Everyone says multitasking is bad. As usual, everyone is wrong. I’ll explain.

You know the old line about walking and chewing gum at the same time? I can’t. Seriously. I always end up biting my lip or my tongue. Actually chewing anything while simultaneously doing something else is dangerous for me. But the odds of hurting myself go way up if I’m moving.

Wait, it gets better. The other day I bought a prepackaged salad from Trader Joe’s to eat in the park. Squirting salad dressing out of the little packet with one hand and swiping my iPhone with the other, I somehow managed to flip the entire salad over into my lap. Oh yes I did.

Now, if you conclude that maybe I’m an uncoordinated klutz with unsteady hands and an overly aggressive bite, you’d be right. I wear a night guard to protect my teeth and I could never be a brain surgeon. But, it’s always worse when I try to do two things at once. That’s when disaster strikes.

But if you conclude that I can’t multitask, you’d be wrong. Doing two cognitive tasks simultaneously is not multitasking. In fact, neither of those examples are multitasking.

Before I explain what multitasking is, let’s get one thing out of the way. You will perform any single cognitive task better if you give it your undivided attention. This is not a news flash.

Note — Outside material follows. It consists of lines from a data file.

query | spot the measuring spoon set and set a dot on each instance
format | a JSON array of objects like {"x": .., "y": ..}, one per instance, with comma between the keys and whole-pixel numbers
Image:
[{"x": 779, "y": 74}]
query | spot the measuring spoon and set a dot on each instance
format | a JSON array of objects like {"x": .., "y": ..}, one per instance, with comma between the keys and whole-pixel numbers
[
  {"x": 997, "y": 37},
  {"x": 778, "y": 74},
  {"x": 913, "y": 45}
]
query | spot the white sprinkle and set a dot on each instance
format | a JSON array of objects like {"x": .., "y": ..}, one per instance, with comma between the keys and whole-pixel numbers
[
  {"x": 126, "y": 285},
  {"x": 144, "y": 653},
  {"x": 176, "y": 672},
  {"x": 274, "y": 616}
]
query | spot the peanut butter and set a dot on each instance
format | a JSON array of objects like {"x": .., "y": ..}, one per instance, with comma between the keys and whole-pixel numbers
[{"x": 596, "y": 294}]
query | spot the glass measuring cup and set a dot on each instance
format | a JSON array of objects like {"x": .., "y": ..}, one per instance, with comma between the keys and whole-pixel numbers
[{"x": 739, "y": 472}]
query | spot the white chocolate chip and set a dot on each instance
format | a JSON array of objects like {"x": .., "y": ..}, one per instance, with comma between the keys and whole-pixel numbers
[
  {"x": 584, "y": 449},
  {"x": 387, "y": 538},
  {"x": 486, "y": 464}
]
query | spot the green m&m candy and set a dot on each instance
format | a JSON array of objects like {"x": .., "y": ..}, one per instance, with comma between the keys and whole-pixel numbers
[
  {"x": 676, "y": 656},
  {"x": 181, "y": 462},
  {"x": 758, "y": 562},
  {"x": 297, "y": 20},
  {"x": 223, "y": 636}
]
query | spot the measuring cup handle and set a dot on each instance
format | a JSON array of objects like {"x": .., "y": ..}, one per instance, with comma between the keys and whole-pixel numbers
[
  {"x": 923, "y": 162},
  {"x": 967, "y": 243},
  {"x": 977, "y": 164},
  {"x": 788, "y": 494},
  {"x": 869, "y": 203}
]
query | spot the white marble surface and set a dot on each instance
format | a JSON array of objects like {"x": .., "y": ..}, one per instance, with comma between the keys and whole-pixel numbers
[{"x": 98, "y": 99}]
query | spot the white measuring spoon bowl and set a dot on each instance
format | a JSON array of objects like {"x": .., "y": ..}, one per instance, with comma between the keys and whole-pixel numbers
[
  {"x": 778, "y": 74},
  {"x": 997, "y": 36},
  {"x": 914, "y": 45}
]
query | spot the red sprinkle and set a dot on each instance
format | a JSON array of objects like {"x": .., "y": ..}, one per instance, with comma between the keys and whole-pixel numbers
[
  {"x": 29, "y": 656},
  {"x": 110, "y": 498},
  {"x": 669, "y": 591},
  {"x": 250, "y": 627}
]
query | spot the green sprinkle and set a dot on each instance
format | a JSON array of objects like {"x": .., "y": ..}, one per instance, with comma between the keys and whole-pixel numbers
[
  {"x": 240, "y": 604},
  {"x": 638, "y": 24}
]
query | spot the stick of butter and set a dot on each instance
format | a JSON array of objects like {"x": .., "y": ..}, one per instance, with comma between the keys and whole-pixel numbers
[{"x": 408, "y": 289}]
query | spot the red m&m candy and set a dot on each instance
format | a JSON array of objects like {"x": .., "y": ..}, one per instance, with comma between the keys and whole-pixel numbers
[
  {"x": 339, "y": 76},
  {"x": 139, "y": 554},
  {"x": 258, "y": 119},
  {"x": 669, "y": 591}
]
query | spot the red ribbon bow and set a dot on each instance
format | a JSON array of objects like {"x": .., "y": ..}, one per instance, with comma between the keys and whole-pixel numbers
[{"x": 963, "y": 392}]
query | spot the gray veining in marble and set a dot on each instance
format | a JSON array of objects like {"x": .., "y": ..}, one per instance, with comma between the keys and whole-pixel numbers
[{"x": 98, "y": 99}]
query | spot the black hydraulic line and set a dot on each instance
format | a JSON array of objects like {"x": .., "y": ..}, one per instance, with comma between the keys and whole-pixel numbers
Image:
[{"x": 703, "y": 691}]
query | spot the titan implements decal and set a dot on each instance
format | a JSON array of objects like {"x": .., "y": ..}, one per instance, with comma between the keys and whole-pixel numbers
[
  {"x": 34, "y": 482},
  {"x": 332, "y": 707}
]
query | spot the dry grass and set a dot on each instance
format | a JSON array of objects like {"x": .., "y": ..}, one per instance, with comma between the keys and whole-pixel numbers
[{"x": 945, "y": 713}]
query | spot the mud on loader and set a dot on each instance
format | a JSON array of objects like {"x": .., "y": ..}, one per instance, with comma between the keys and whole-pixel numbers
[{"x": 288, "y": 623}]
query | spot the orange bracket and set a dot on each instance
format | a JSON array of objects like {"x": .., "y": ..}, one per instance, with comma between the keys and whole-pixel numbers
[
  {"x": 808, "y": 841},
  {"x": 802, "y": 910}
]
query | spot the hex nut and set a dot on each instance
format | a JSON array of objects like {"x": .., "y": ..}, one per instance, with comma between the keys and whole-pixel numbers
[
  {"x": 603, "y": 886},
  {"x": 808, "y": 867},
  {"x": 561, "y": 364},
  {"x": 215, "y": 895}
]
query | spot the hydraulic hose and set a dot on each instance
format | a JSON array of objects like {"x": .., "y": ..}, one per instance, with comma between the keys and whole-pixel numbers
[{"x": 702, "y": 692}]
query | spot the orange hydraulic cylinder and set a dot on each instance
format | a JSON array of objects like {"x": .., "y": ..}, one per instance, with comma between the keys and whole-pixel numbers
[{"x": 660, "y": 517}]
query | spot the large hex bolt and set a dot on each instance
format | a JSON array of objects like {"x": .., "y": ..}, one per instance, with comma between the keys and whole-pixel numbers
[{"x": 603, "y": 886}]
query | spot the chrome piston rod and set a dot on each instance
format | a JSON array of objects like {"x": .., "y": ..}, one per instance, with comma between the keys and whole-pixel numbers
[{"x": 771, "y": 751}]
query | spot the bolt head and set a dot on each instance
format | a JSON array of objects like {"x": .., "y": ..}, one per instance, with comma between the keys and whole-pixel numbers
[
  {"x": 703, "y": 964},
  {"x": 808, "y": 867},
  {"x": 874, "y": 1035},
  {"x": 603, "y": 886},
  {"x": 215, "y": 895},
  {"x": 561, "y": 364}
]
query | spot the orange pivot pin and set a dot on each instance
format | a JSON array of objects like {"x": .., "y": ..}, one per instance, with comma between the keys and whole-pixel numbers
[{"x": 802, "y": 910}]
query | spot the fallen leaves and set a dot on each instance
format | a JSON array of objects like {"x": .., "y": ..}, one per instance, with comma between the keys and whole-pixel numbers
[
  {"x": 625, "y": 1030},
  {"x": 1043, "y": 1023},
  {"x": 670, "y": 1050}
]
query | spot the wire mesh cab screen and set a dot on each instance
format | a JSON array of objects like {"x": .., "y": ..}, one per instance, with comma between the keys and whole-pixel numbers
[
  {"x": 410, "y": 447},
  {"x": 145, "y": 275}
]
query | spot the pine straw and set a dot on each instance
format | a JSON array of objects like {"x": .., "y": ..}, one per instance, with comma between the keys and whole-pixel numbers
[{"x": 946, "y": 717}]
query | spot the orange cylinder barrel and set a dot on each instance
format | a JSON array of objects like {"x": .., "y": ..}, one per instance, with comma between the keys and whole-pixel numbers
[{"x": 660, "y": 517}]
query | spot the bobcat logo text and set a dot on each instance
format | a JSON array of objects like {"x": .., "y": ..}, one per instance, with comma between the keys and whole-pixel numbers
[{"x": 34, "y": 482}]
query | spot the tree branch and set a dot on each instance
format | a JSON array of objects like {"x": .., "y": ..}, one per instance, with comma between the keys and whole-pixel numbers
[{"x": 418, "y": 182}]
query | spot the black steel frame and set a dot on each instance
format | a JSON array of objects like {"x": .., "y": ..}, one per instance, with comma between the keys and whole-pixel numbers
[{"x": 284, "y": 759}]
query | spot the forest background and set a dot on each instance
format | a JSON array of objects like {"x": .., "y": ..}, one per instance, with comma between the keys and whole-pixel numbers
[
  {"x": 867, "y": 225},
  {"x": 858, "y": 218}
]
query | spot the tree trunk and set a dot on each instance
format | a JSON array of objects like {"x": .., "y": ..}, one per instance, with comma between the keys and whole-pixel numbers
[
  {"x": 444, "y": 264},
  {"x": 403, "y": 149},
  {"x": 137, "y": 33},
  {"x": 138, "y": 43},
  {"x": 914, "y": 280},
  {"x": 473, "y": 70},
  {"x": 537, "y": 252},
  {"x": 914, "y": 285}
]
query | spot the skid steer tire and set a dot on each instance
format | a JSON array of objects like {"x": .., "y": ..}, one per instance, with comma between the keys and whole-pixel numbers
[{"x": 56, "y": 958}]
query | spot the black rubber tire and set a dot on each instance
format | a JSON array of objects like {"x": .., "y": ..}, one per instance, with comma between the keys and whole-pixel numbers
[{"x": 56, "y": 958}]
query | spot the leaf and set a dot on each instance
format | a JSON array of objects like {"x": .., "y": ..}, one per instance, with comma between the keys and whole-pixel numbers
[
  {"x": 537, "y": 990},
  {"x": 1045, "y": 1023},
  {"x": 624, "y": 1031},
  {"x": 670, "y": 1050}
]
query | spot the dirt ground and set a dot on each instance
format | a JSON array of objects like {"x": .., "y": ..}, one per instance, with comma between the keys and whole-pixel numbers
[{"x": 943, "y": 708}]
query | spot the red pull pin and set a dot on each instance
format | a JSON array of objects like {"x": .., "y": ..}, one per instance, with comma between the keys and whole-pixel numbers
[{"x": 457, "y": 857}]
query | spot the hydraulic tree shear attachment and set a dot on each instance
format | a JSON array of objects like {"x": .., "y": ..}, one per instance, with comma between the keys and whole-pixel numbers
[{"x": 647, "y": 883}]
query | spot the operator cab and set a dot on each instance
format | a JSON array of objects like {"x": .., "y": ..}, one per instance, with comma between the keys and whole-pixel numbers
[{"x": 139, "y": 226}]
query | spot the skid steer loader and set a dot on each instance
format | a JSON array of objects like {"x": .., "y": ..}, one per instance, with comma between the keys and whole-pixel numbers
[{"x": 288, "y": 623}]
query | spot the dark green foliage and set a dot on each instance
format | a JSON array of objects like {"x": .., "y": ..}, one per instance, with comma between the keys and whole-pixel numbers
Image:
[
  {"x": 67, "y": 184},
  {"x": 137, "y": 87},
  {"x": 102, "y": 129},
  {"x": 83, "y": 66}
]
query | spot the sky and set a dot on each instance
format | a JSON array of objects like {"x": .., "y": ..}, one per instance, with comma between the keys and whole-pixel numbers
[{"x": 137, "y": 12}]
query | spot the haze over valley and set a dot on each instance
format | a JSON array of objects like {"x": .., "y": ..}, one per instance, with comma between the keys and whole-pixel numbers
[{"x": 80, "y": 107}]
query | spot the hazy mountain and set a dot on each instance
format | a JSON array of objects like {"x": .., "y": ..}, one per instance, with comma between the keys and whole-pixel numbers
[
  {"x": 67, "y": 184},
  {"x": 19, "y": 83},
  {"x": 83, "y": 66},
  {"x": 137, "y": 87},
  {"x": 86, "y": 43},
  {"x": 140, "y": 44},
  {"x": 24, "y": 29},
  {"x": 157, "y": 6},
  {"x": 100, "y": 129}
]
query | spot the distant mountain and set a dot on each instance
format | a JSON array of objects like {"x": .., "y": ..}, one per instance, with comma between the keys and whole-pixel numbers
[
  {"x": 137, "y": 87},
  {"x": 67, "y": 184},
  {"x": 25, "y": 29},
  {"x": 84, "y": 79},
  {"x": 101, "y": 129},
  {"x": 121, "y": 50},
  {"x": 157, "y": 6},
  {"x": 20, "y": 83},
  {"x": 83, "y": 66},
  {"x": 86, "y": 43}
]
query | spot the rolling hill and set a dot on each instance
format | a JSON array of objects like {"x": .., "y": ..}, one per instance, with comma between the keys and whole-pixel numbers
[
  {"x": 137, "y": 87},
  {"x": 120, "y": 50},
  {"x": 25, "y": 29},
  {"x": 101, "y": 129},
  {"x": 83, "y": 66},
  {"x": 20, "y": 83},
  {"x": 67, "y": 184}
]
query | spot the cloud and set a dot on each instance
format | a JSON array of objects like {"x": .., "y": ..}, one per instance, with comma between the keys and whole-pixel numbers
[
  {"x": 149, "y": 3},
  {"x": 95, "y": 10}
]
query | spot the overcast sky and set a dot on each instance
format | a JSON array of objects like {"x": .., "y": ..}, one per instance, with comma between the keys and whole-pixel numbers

If you text or tweet when you should be paying attention to what someone is saying or doing, you will miss some information. Chefs can julienne veggies with better accuracy and less bloodletting if they’re not reading a recipe at the same time. And flying with a pilot who’s addicted to Scrabble is a bad idea.

It’s nuts that anyone has to conduct research to figure that out but they apparently do.

Multitasking is completely different from doing two things at once. Multitasking is doing one task while you’re waiting for another to complete or interrupting a lower priority task to perform a higher priority one. The concept, and the name, comes from 60s computer architecture.

Today, every microprocessor in your smart devices and computers multitasks. They’re all more effective and efficient as a result. And the same is true of humans. All humans. That’s right, even you.

Everyone from cooks and doctors to construction workers and auto mechanics multitasks. They interrupt low priority tasks in favor of more critical ones all the time. And they don’t sit around and wait for information or an event to occur. They do something else while they’re waiting.

That’s multitasking. Period. And just as with computers, it always improves overall performance.

For example, if you’re a manager working on a report and an employee needs a decision from you so he can get a product out to a customer in the last FedEx shipment, it makes sense to interrupt what you’re doing and answer his question. When the day is over, both tasks will be complete, but only because you allowed the interrupt.

I can give you similar examples in virtually every line of work. Multitasking is absolutely critical to improving your effectiveness no matter what you do for a living. If everyone working in corporations, hospitals, restaurants and construction suddenly stopped multitasking, productivity would drop dramatically. Simple as that.

One more thing. Being so busy or overloaded that you’re never really present or focused on what you’re doing, or being perpetually distracted by texting and emailing when you should be working, that’s not multitasking. That’s just dumb. And you don’t need a study to tell you that, now do you?